I have, for some time now, considered myself to be a “craftsman” of code. In my Twitter bio, I’ve even been calling myself “A craftsman of fine digital goods”. By using that term, I intend to convey that I take a good measure of pride in the fact that on whatever project I’m currently working, I do my best to build interfaces that are a pleasure to use. That is, interfaces that help a user get their job done, and don’t get in the way by being showy or gimmicky. It also means that the code which I author to realize those interfaces is meticulous and rigorously written. Logically structured? Check. Namespaced to avoid scope collisions? Check. Thoroughly commented? Linted? Minimized for production? Check, check and check.
The use of the term “craft”—as well as its variants “hand crafted” and “craftsman”— arose in the collective consciousness of the web developer community perhaps 5 years ago as a synonym for “high quality”. Of course, I strive to produce the highest quality work I can in both my personal and my client’s projects, so I started to apply the word “craft” and its variants to my own work. I must admit that I hadn’t considered all the implications of what the word actually means.
I recently came across some posts1 which take critical views on the term and this particular application of it. They are The problems with ‘crafting’ code by Harry Roberts and I’m not a Craftsman by Mark Boulton. Together, they’ve made me consider more deeply the term which I’ve chosen as a convenient handle to represent the level of work I do and the pride with which I do it. Am I really accurately representing myself by calling myself a “craftsman”?
Among web development folks, in addition to denoting “quality”, I think the word “craft” and its variants also connote some gauzy, romanic notions of spending hours in a cozy workshop, whittling away at code to produce this perfect little, artisanal, one-of-a-kind handcrafted thing. Now that I consider the word in this light, it strikes me as sounding self-congratulatory, twee, and not really appropriate for the realities of the work we developers produce.
Most of my work day is spent doing contract development for clients. My clients expect that I deliver code that is efficient, fast, solid, robust, and scalable. They expect that I can turn their requirements into a functional product that adheres to those standards and do it reasonably quickly. While I’m fortunate to typically have a lot of latitude in my projects in which I can inject my own approaches methods and tastes, my clients couldn’t give a toss whether or not I “craft” my code. They only care that my code is clear, maintainable, and bulletproof.

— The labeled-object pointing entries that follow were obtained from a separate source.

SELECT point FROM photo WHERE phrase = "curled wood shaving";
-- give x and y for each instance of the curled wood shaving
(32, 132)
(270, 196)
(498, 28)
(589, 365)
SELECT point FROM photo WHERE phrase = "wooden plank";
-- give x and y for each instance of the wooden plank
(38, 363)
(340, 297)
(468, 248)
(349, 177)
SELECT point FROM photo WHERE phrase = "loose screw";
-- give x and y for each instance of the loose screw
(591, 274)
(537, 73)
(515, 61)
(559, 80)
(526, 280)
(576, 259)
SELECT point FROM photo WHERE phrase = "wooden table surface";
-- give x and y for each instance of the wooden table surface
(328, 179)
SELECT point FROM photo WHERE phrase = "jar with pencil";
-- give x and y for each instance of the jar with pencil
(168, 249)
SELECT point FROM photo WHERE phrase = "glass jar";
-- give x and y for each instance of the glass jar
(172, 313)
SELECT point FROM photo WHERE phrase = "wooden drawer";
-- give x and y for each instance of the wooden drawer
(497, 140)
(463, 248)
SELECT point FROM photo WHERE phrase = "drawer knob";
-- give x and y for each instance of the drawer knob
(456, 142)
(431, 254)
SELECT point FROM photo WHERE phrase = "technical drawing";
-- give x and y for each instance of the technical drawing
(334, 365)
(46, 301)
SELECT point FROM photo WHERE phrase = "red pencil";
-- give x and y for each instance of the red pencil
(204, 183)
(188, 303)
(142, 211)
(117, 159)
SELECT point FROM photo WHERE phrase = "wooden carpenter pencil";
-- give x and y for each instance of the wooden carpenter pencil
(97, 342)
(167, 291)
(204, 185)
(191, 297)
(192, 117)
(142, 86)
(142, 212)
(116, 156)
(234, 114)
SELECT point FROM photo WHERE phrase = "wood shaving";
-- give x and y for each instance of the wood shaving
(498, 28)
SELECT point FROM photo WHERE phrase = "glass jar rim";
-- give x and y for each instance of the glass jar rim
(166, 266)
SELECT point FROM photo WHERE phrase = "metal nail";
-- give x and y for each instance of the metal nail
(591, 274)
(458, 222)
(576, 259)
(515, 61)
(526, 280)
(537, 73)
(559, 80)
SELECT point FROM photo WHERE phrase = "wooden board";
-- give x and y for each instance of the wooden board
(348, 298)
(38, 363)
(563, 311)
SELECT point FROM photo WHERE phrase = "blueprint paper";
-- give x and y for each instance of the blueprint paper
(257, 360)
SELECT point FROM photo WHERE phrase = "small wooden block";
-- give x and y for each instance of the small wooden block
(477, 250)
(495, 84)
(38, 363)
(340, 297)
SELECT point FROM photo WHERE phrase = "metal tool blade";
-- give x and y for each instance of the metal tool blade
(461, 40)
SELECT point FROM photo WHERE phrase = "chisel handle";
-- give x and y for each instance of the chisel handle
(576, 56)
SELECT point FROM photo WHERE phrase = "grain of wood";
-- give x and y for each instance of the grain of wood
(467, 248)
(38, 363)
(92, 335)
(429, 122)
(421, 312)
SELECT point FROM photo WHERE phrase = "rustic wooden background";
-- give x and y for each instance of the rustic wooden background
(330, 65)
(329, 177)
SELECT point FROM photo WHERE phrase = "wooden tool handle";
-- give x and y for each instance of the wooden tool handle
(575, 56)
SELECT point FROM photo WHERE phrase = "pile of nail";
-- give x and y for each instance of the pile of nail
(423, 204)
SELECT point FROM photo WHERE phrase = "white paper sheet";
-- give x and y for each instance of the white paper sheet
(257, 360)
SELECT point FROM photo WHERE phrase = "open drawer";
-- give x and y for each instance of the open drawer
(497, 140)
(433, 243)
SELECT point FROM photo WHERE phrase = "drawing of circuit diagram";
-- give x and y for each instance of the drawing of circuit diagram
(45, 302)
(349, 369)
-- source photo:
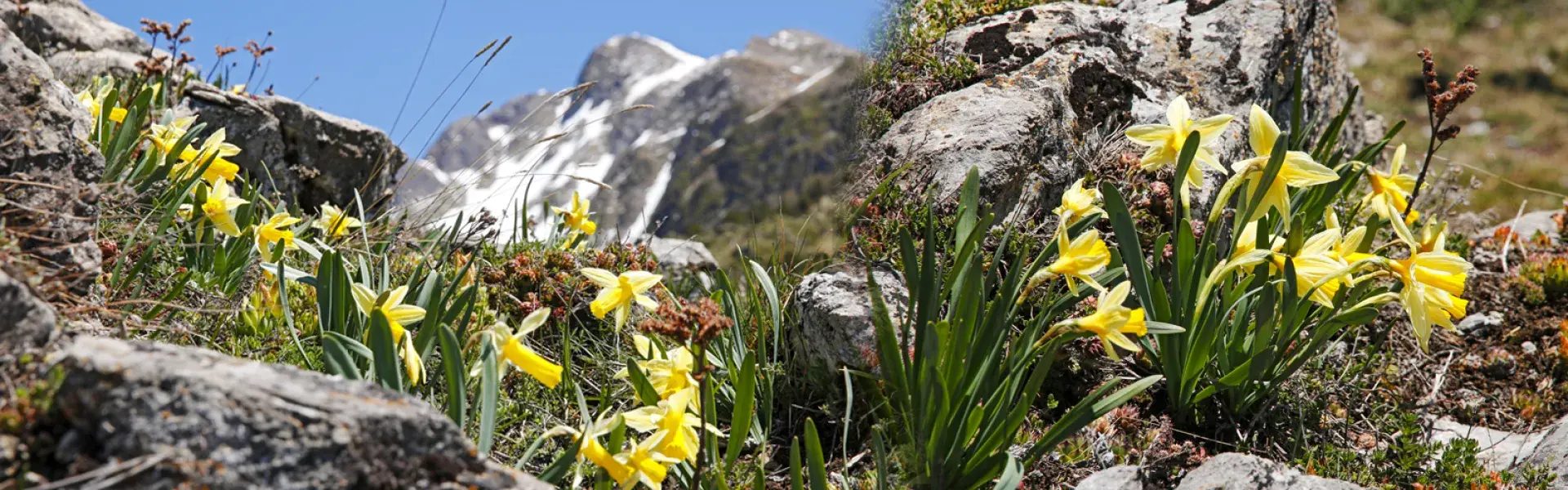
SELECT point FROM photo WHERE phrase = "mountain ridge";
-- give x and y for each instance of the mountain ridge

While I’m not yet sure what the appropriate alternative to “craftsman” should be to describe development work of a certain quality, I do like the terminology used by Thomas Moser to describe himself and the people who work for his company.

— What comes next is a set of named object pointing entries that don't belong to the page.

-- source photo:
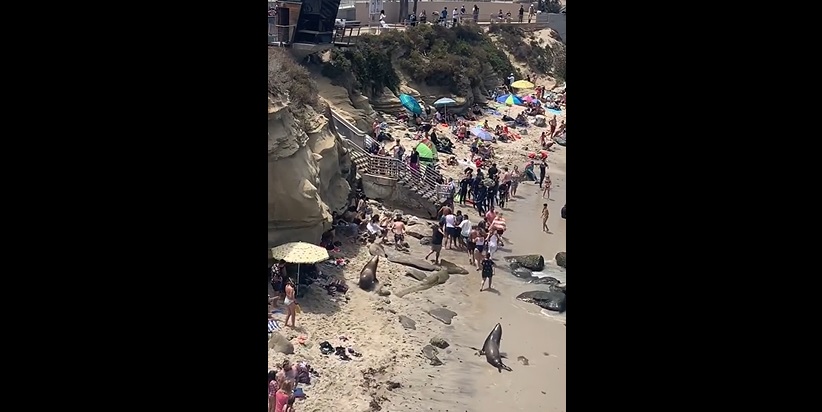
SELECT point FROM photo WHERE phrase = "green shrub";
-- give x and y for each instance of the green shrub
(524, 47)
(286, 77)
(438, 56)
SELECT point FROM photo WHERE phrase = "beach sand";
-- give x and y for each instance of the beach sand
(464, 382)
(392, 374)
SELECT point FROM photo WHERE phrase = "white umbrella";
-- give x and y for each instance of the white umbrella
(444, 102)
(299, 253)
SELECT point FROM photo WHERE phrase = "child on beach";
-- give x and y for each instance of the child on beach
(545, 214)
(487, 270)
(290, 303)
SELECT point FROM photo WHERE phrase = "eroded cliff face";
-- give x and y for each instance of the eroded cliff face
(308, 170)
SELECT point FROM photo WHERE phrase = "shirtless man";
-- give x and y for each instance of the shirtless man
(470, 245)
(290, 303)
(399, 232)
(560, 129)
(546, 191)
(545, 215)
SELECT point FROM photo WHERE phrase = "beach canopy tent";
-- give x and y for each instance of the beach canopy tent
(509, 99)
(445, 102)
(482, 133)
(427, 151)
(300, 253)
(411, 104)
(522, 84)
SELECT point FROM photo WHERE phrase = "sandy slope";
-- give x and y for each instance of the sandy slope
(390, 353)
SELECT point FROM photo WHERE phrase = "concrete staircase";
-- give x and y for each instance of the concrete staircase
(420, 183)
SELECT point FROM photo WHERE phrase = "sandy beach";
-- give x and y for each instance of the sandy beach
(392, 374)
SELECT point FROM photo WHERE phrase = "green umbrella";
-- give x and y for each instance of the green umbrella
(427, 153)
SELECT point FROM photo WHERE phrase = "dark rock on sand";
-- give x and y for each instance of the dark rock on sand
(533, 262)
(453, 268)
(410, 261)
(443, 315)
(558, 288)
(439, 342)
(434, 279)
(560, 258)
(521, 272)
(547, 300)
(547, 280)
(407, 322)
(280, 344)
(430, 353)
(376, 249)
(416, 273)
(414, 233)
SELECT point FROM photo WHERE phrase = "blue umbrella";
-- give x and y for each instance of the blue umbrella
(411, 104)
(509, 99)
(481, 133)
(444, 102)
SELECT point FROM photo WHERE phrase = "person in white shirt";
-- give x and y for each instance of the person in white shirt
(374, 229)
(465, 230)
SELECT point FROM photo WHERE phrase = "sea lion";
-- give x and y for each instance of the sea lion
(368, 274)
(491, 349)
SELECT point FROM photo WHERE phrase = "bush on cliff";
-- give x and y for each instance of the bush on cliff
(287, 78)
(524, 47)
(439, 56)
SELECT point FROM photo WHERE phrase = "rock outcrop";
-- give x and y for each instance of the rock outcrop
(308, 173)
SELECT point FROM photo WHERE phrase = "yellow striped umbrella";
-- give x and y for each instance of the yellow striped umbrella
(522, 84)
(299, 253)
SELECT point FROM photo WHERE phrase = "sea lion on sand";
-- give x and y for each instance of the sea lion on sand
(491, 349)
(368, 274)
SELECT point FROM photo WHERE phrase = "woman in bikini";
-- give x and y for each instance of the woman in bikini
(290, 303)
(283, 395)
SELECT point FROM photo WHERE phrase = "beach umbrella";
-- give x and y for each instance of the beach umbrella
(522, 84)
(444, 102)
(411, 104)
(509, 99)
(482, 133)
(299, 253)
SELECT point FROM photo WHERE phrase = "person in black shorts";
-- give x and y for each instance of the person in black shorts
(487, 270)
(436, 242)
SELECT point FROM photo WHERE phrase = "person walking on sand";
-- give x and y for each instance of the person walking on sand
(465, 232)
(546, 192)
(542, 167)
(545, 214)
(479, 242)
(492, 240)
(399, 232)
(487, 270)
(282, 396)
(470, 244)
(436, 242)
(290, 303)
(451, 230)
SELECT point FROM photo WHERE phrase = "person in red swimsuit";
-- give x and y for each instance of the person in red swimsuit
(283, 396)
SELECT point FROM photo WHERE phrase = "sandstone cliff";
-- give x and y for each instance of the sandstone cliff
(308, 173)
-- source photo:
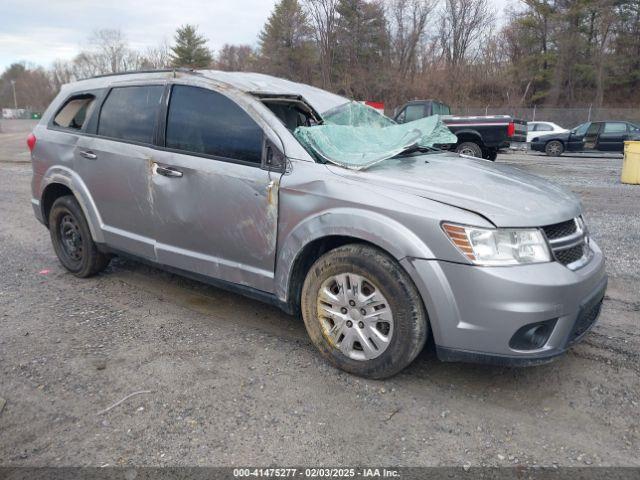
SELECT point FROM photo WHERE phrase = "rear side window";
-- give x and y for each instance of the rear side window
(130, 113)
(413, 112)
(74, 113)
(203, 121)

…designers and builders of fine, solid wood furniture…
It’s earnest, unfussy and thoroughly appropriate for what they do. By using the adjectives fine and solid, it also connotes an easy, mature confidence in the idea that when you buy a piece of Thos. Moser furniture, you’ll enjoy using it, you’ll enjoy looking at it, and it will last you a lifetime.
So what is the most appropriate analogue to connote those ideas as they apply to development work? Am I a “designer and builder of fine, solid user interfaces”? Using the same adjectives is too facile and rings with a bit too much pretense to my ear. How about a “designer and builder of robust user interfaces”? Perhaps, but perhaps I should simply call myself a “designer and builder”, code the highest quality work that I can muster, and let the quality speak for itself.